On my laptop the difference in speed is about a factor of 400–1000 (you might see speed-ups on the order of 100 to 1000). The larger the array the more pronounced the difference in speed will be, too. The general rule when using `numpy` is to try and put what you're trying to do in terms of operations on whole arrays (or slices of them). **Avoid Python loops unless absolutely necessary.**

### Example: array arithmetic with *broadcasting*

Rescale (multiply) the y-positions by 2 and displace the x and z positions by 3 and -100, respectively.

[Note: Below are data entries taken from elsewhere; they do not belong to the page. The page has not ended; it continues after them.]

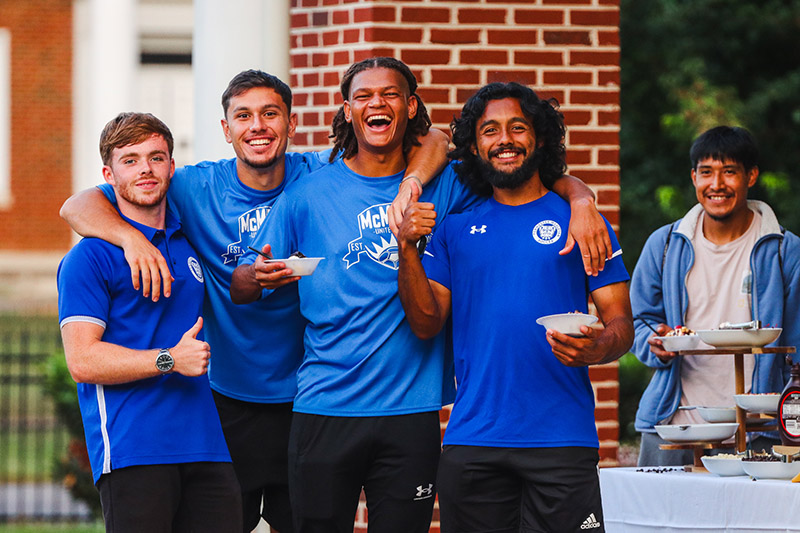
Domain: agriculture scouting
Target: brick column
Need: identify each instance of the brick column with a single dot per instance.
(567, 49)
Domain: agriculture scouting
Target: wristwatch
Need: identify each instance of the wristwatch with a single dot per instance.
(164, 361)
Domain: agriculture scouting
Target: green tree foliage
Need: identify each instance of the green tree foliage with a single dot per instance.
(689, 65)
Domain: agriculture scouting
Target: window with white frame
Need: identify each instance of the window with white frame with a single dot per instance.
(5, 117)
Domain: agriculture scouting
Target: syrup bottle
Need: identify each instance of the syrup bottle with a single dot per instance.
(789, 408)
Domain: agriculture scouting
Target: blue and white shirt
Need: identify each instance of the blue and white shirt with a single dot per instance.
(256, 348)
(361, 358)
(161, 420)
(502, 267)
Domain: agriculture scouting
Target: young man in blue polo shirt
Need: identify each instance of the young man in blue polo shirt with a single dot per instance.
(156, 447)
(521, 448)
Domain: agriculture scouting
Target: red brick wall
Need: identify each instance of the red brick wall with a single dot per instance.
(41, 124)
(567, 49)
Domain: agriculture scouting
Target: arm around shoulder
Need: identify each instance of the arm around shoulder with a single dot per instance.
(90, 214)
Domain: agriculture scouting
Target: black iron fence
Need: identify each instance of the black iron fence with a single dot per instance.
(34, 439)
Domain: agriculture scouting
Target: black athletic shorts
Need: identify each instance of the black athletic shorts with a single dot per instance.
(182, 498)
(393, 458)
(506, 490)
(258, 441)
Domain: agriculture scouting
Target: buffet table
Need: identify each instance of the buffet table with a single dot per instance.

There are a lot of ways to do this, but the most succinct way is to take advantage of *broadcasting*. That is, doing:

In [81]:
position = create_position()

In [82]:
position = position * np.array([1, 2, 1]) + np.array([3, 0, -100])

`numpy` will take the 3-element, 1-D arrays here and apply them to whole columns in `position`. Note that we already took advantage of broadcasting rules in a way, since multiplying an array by a scalar is the same as multiplying the array by an array of equal shape with all elements equal to the scalar.